DiPO: Disentangled Perplexity Policy Optimization for Fine-grained Exploration-Exploitation Trade-Off

arXiv cs.LG / 4/16/2026

💬 OpinionIdeas & Deep AnalysisModels & Research

Key Points

  • The paper addresses a key challenge in RLVR for LLMs: balancing exploration and exploitation during training, especially for “extremely hard” versus “easy” samples.
  • It proposes DiPO, using a perplexity-space disentangling strategy that splits samples into high-perplexity (exploration) and low-perplexity (exploitation) subspaces for a more fine-grained trade-off.
  • DiPO also introduces a bidirectional reward allocation mechanism to guide perplexity-based exploration and exploitation while minimizing disruptions to verification rewards.
  • Experiments on mainstream tasks including mathematical reasoning and function calling show improved, more stable policy optimization and superior performance versus prior approaches.

Abstract

Reinforcement Learning with Verifiable Rewards (RLVR) has catalyzed significant advances in the reasoning capabilities of Large Language Models (LLMs). However, effectively managing the exploration and exploitation trade-off remains a critical challenge. In this paper, we fully analyze the exploration and exploitation dilemma of extremely hard and easy samples during the training and propose a new fine-grained trade-off mechanism. Concretely, we introduce a perplexity space disentangling strategy that divides the sample space into distinct exploration (high perplexity) and exploitation (low perplexity) subspaces, thereby mining fine-grained samples requiring exploration-exploitation trade-off.

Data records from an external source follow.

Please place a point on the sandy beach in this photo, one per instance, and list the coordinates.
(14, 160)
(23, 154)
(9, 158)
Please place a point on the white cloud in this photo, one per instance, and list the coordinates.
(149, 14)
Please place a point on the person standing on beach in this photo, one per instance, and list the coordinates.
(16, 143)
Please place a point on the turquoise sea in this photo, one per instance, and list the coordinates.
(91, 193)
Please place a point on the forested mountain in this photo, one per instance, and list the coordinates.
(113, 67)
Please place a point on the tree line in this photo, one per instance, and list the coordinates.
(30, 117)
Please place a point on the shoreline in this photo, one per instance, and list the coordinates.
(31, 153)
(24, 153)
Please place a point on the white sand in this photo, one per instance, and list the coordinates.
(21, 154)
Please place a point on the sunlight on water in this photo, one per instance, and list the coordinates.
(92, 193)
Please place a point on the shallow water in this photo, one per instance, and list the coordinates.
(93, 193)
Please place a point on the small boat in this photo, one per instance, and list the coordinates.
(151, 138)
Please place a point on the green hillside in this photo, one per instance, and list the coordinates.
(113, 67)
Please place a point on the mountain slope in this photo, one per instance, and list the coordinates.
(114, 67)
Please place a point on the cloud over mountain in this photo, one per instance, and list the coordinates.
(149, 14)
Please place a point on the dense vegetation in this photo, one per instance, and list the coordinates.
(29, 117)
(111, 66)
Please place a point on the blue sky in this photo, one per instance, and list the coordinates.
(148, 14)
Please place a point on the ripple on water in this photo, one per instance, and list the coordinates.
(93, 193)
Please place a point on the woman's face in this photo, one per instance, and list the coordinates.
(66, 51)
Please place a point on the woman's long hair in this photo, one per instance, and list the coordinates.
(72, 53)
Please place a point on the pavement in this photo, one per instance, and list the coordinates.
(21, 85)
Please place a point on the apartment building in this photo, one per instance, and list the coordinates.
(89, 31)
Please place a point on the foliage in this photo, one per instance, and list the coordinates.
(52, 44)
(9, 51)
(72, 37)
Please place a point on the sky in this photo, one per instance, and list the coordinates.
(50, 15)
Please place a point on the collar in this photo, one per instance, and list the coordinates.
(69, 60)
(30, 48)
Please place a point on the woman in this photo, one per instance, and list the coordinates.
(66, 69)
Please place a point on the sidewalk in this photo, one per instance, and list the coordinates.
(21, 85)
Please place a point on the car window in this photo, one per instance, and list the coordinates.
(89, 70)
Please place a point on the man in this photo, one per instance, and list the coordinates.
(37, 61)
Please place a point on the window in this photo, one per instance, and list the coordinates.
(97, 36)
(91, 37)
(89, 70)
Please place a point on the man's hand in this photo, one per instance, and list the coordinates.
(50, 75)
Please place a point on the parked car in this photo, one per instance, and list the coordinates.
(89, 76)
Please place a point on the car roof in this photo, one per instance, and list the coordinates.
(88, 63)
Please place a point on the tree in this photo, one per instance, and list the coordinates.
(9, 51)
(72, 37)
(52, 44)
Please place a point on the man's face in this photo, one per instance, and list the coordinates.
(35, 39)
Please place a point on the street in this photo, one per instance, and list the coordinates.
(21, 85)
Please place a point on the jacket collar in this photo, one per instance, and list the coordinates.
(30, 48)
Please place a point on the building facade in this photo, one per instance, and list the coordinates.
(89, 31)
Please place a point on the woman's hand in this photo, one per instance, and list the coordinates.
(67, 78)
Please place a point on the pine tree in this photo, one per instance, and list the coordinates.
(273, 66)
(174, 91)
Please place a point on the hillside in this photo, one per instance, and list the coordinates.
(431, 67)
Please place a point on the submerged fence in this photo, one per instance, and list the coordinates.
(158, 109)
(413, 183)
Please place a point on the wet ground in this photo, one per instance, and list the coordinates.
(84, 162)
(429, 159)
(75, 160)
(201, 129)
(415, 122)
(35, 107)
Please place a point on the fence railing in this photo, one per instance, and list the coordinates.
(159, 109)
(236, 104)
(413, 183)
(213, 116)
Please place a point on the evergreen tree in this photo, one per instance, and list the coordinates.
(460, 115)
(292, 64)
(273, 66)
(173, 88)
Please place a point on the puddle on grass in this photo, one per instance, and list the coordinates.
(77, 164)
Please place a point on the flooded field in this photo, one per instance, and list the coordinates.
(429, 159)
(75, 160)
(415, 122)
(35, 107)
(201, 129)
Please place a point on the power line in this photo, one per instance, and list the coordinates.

Subsequently, we propose a bidirectional reward allocation mechanism with a minimum impact on verification rewards to implement perplexity-guided exploration and exploitation, enabling more stable policy optimization. Finally, we have evaluated our method on two mainstream tasks: mathematical reasoning and function calling, and experimental results demonstrate the superiority of the proposed method, confirming its effectiveness in enhancing LLM performance by fine-grained exploration-exploitation trade-off.